Both are my "Fossil" Damascus, with explosion pattern "plug welds". The larger blade is 9" X .112" thick, and the smaller blade is 6" X .100" thick. Both are convex ground, finished out with satin clear Gun-Kote, dark Desert Ironwood scales & Nickel Silver pins. The plan is to have a display rack of Desert Ironwood for them at the show.....but we'll see what time allow. Still have 5 hunters of various types/patterns/steels, a couple of bowies, and folders in the works.







Gorgeous blades!
 

EdCaffreyMS

Forum Owner - Moderator
#11
I don't mind sharing how they were done. First I built "cans" of fossil damascus.... mostly pieces left over from accordion cutting mosaic billets, the I add 1095 powder, that is mixed with 9% pure nickel powder, to fill all the air voids. The "can" I started with was 4"x4"x8". That "can" was forge welded up, reduced to 2"x2", annealed, then slices were taken off with the bandsaw. Those slices were then forged into the rough profile of what I wanted, and then annealed. After annealing, both profiled blades were surface ground. Mean while I created several round rods of explosion pattern damascus, and forged them round using spring fullers in the air hammer. Those rods were annealed, then turned down on the lathe to .002" over 7/16" so they would press fit into 7/16" holes, which I drilled in the profiled blade blanks.

An explanation of how I do the plug welds can be found in this thread: https://knifedogs.com/threads/plug-welding-anyone.47301/

After the plugs were welded in, and the profiles were forged to finished, everything was thermal cycled, then annealed.
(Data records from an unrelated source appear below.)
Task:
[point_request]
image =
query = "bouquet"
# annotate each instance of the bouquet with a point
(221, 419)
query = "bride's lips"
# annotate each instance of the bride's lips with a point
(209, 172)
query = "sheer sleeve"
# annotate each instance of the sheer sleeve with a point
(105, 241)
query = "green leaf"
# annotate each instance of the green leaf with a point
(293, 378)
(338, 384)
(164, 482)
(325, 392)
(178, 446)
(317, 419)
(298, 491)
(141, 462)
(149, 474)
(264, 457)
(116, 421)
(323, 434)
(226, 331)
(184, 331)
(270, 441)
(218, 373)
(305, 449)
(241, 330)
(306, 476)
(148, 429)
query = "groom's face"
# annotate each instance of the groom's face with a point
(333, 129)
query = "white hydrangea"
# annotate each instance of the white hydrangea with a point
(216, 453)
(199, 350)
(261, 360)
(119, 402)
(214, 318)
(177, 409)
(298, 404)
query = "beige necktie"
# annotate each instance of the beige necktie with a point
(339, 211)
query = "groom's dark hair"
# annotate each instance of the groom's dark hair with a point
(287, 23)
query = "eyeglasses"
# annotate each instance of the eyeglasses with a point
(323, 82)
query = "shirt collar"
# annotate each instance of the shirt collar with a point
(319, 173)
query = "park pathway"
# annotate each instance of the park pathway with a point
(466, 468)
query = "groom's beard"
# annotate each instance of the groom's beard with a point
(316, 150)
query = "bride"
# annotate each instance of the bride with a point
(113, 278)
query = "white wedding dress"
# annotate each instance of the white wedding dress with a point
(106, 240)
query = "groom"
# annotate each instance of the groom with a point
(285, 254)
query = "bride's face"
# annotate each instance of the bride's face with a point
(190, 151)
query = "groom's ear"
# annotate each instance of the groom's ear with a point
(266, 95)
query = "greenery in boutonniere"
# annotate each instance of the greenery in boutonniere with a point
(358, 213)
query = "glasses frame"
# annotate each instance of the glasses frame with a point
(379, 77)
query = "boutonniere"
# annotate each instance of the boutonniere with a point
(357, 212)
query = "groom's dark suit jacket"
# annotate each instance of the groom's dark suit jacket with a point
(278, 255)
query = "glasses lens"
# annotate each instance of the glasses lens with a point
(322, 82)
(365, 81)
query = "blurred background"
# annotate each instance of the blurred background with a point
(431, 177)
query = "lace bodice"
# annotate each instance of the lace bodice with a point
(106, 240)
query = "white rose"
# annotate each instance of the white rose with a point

Next job was to clean the blades up. In this case, I chose to surface grind them to about 1/4" thick. In order to avoid as much warping as possible, I chose to heat treat them at that point, which worked well, and after there were tempered, each were surface ground to their current thickness, then it was just knifemaking 101 to finish them up. The big blade did take a LONG time to grind, simply because It was thin, and I didn't want to risk warping it during grinding.

I didn't keep accurate track, but my best guess is there's approx 80-90 hours or so of "hands on" time with them. It was just one of those ideas that got stuck in my head, and wouldn't go away until I did it. :)
 

springer82

Well-Known Member
#12
I'm sure there are more then a few that enjoyed that info. Can I borrow your surface grinder. Just for a little time! lol,,, Did you change it over to a belt or does it still have a wheel?
 

EdCaffreyMS

Forum Owner - Moderator
#14
I'm all about a belt conversion on a surface grinder..... at least for knifemaking....and as long as it's done correctly. There are a couple of drawbacks compared to a wheel, but there are a whole lot more pros than cons IMO.
 
#15
"I didn't keep accurate track, but my best guess is there's approx 80-90 hours or so of "hands on" time with them. It was just one of those ideas that got stuck in my head, and wouldn't go away until I did it."

Wow....A LOT of work involved.Way to keep with it! I'm sure the show response will be worth it. These are so different looking and attractive...I love the "lines" coming out of the handle on the larger knife...the whole pattern on both is so artistic. (I'm not a big Damascus fan....but these are so different looking)
 

springer82

Well-Known Member
#16
I'm all about a belt conversion on a surface grinder..... at least for knifemaking....and as long as it's done correctly. There are a couple of drawbacks compared to a wheel, but there are a whole lot more pros than cons IMO.
I keep an eye on CL and KBid for a grinder. A knee mill would be nice too. I'd take the grinder first. Ed,,, please define "correctly ".